Alejandro Rodríguez (pseudonym), 34, is a primary teacher at a rural school in Catatumbo. Around 1 p.m. on February 5, 2019, Rodríguez went to look for a soccer ball that a student had kicked off school grounds, about 15 meters from where the students were playing. Rodríguez stepped on something that exploded, likely a landmine. Neighbors helped him get to the nearest town, several hours away. He lost his foot.

When we interviewed him in April, he said that nobody from the government had visited the area in the two months after the incident to see if there were other landmines near the school. He said he had moved to an urban area to receive medical treatment. In his rural community, he had heard shots nearly every day and children feared going to school, Rodríguez said.

Henry Pérez Ramírez, a 46-year-old community leader, went to check his crops early in the morning on January 26, 2016, and did not return, said his wife, Elibeth Murcia Castro. A man later told her that days before he had overheard Pérez Ramírez speaking on the phone with a FARC member. The FARC member had asked him questions about where the Colombian armed forces were operating and had requested a meeting on January 26.

Murcia Castro said Pérez Ramírez had previously received threats from the FARC member.

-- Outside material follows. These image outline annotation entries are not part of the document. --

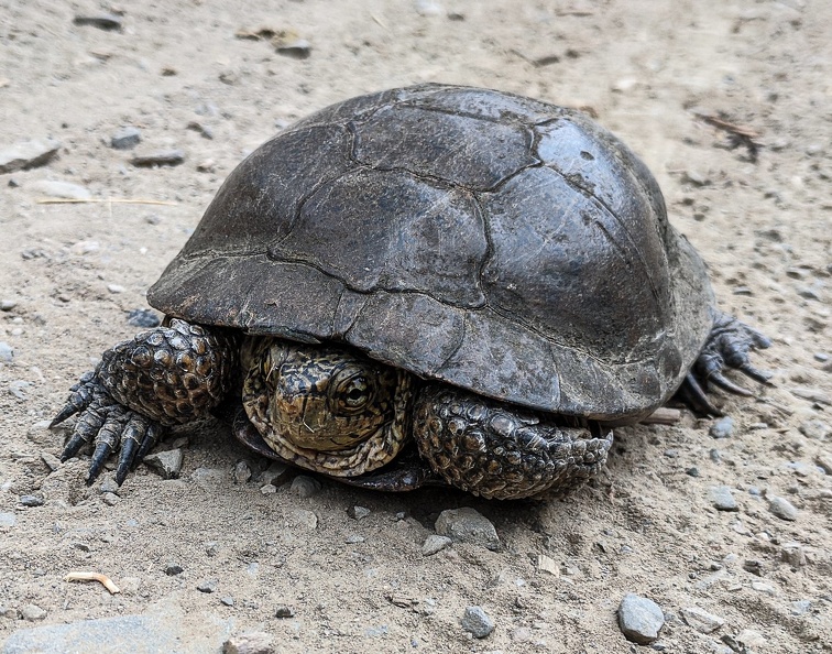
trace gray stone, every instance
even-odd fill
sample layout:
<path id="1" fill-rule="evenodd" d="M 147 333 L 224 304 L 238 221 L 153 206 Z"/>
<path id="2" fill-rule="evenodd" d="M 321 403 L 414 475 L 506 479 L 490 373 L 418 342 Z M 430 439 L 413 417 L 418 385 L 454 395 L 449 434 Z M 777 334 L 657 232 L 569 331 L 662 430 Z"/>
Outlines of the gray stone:
<path id="1" fill-rule="evenodd" d="M 425 538 L 425 543 L 422 546 L 422 556 L 433 556 L 437 552 L 445 549 L 450 544 L 451 539 L 448 536 L 430 534 L 427 538 Z"/>
<path id="2" fill-rule="evenodd" d="M 451 541 L 473 543 L 494 551 L 500 548 L 500 538 L 494 525 L 479 511 L 469 506 L 442 511 L 435 526 L 437 534 L 448 536 Z"/>
<path id="3" fill-rule="evenodd" d="M 768 510 L 780 520 L 795 521 L 798 516 L 797 508 L 786 498 L 773 495 L 768 499 Z"/>
<path id="4" fill-rule="evenodd" d="M 462 620 L 462 629 L 473 634 L 475 639 L 484 639 L 494 631 L 494 621 L 482 610 L 482 607 L 468 607 Z"/>
<path id="5" fill-rule="evenodd" d="M 80 184 L 61 182 L 58 179 L 41 179 L 39 182 L 33 182 L 30 188 L 48 197 L 59 197 L 65 199 L 89 199 L 92 197 L 89 188 L 81 186 Z"/>
<path id="6" fill-rule="evenodd" d="M 0 150 L 0 174 L 28 171 L 46 165 L 61 150 L 52 139 L 31 140 Z"/>
<path id="7" fill-rule="evenodd" d="M 830 428 L 826 423 L 819 419 L 806 421 L 798 428 L 803 436 L 811 438 L 812 440 L 825 440 L 830 433 L 832 433 L 832 428 Z"/>
<path id="8" fill-rule="evenodd" d="M 228 639 L 222 654 L 273 654 L 272 636 L 264 631 L 240 633 Z"/>
<path id="9" fill-rule="evenodd" d="M 142 130 L 128 126 L 119 129 L 110 137 L 110 148 L 116 150 L 130 150 L 139 145 L 142 140 Z"/>
<path id="10" fill-rule="evenodd" d="M 20 495 L 18 501 L 24 506 L 43 506 L 43 495 Z"/>
<path id="11" fill-rule="evenodd" d="M 162 479 L 178 479 L 182 459 L 182 450 L 177 448 L 147 455 L 143 462 L 158 472 Z"/>
<path id="12" fill-rule="evenodd" d="M 714 438 L 731 438 L 734 435 L 734 421 L 731 416 L 724 416 L 711 425 L 709 432 Z"/>
<path id="13" fill-rule="evenodd" d="M 621 600 L 618 629 L 628 641 L 649 645 L 658 639 L 664 625 L 665 614 L 652 599 L 628 592 Z"/>
<path id="14" fill-rule="evenodd" d="M 320 481 L 314 477 L 298 475 L 292 480 L 291 490 L 299 498 L 311 498 L 320 490 Z"/>
<path id="15" fill-rule="evenodd" d="M 737 511 L 736 500 L 726 486 L 712 486 L 710 490 L 711 502 L 718 511 Z"/>
<path id="16" fill-rule="evenodd" d="M 216 579 L 206 579 L 197 585 L 197 590 L 199 592 L 216 592 L 218 586 L 219 581 Z"/>
<path id="17" fill-rule="evenodd" d="M 23 617 L 23 620 L 28 620 L 29 622 L 40 622 L 46 618 L 47 613 L 37 604 L 23 604 L 20 608 L 20 614 Z"/>
<path id="18" fill-rule="evenodd" d="M 725 621 L 722 618 L 709 613 L 699 607 L 688 607 L 682 609 L 681 617 L 688 626 L 692 626 L 702 633 L 712 633 L 725 624 Z"/>

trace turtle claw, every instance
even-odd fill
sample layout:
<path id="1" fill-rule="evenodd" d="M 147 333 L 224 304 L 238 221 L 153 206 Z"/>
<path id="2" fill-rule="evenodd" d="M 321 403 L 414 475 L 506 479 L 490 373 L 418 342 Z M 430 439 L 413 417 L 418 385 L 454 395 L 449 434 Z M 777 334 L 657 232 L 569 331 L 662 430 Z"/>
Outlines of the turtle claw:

She and her family desperately looked for him, and she filed complaints with judicial authorities and the Human Rights Ombudsperson’s Office, but his whereabouts remain unknown. “What I want the most is to find him,” she told us. “And not be like this, with this uncertainty, not knowing if he’s alive or if he’s dead.”

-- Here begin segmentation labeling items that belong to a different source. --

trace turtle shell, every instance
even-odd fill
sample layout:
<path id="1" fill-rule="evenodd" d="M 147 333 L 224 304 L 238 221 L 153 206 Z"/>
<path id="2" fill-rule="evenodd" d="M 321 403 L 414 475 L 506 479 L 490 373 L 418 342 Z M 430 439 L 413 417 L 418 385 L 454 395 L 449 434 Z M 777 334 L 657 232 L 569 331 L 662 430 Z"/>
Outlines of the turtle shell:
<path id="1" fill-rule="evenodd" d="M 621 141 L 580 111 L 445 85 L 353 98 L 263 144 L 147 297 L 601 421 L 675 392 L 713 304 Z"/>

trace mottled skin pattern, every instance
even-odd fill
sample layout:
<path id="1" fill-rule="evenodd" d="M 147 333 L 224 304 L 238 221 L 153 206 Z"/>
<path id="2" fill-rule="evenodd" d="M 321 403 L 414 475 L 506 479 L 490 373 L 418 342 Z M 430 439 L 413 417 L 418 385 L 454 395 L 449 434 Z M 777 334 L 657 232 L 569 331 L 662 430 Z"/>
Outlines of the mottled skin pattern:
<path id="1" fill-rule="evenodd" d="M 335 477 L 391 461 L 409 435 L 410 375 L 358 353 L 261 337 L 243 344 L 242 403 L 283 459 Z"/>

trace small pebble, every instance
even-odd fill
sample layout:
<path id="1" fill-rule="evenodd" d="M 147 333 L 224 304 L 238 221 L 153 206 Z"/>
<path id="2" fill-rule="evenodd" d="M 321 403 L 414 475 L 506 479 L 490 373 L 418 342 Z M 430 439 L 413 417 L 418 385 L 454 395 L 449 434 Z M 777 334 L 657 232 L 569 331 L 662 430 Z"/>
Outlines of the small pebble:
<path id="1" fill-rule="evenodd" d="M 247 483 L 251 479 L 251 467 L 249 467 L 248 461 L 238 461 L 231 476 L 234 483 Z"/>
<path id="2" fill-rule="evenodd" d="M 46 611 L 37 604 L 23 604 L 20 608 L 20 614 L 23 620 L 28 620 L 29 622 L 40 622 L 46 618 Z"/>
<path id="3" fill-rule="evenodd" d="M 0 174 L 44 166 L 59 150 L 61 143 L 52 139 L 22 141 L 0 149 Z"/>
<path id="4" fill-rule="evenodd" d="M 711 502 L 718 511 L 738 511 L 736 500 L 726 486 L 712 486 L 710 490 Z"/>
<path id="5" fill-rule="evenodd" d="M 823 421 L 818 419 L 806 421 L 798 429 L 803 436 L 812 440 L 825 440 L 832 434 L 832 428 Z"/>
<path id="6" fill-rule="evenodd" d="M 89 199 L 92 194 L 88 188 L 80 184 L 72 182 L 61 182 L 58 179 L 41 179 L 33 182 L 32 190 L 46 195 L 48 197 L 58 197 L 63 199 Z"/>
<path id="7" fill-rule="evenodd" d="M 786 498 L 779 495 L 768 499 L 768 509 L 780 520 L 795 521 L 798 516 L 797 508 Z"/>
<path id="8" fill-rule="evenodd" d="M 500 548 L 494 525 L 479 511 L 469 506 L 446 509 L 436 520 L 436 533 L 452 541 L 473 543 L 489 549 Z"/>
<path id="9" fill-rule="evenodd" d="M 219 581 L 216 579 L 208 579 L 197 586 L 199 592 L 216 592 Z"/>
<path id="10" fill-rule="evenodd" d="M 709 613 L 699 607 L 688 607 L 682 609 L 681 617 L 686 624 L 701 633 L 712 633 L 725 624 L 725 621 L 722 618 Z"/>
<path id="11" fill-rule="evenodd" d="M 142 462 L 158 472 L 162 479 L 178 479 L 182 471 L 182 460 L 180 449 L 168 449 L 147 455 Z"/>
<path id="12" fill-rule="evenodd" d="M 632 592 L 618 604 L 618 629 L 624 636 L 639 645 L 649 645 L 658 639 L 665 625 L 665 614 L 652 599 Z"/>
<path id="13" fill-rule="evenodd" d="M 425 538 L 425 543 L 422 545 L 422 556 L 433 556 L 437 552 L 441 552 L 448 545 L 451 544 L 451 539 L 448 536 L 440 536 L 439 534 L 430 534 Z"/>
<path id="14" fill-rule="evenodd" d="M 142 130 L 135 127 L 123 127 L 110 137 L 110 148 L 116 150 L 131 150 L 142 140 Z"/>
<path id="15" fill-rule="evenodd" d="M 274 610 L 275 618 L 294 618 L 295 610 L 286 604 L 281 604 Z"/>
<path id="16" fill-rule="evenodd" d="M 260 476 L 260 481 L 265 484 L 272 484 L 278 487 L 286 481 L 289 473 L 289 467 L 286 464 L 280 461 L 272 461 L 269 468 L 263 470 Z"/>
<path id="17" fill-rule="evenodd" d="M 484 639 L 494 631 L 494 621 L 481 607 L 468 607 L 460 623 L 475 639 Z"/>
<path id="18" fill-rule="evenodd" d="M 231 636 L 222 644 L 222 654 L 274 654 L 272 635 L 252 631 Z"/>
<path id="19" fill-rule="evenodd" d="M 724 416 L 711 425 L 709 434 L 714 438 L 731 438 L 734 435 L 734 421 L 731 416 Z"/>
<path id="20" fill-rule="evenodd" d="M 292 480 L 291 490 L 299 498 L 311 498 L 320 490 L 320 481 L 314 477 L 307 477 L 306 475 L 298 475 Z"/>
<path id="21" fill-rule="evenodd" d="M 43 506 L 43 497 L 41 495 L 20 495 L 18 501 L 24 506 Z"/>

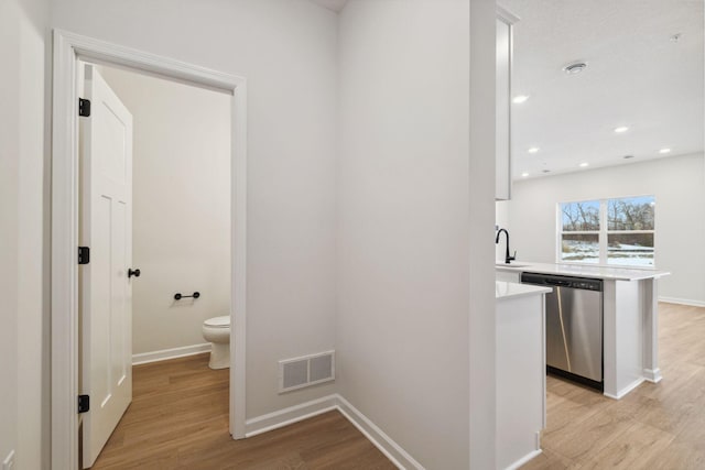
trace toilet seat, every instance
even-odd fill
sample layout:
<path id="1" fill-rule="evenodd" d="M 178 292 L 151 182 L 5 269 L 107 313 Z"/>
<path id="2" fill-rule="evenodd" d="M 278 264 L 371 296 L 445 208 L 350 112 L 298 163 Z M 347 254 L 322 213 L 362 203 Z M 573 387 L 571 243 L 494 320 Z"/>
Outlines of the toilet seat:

Enrique Pérez (pseudonym), 14, arrived with his mother in Catatumbo in February 2019. They left Trujillo state in Venezuela because, he said, his parents could no longer feed the family adequately. Some days, they only had one meal, and sometimes it was every other day. He had been a student in Venezuela but dropped out to work in the coca fields, under the blazing sun. At times, Venezuelans work only for a plate of food, he said. He said that he works alongside Colombian and Venezuelan children as young as 8, and that he would love to go back to school but must work.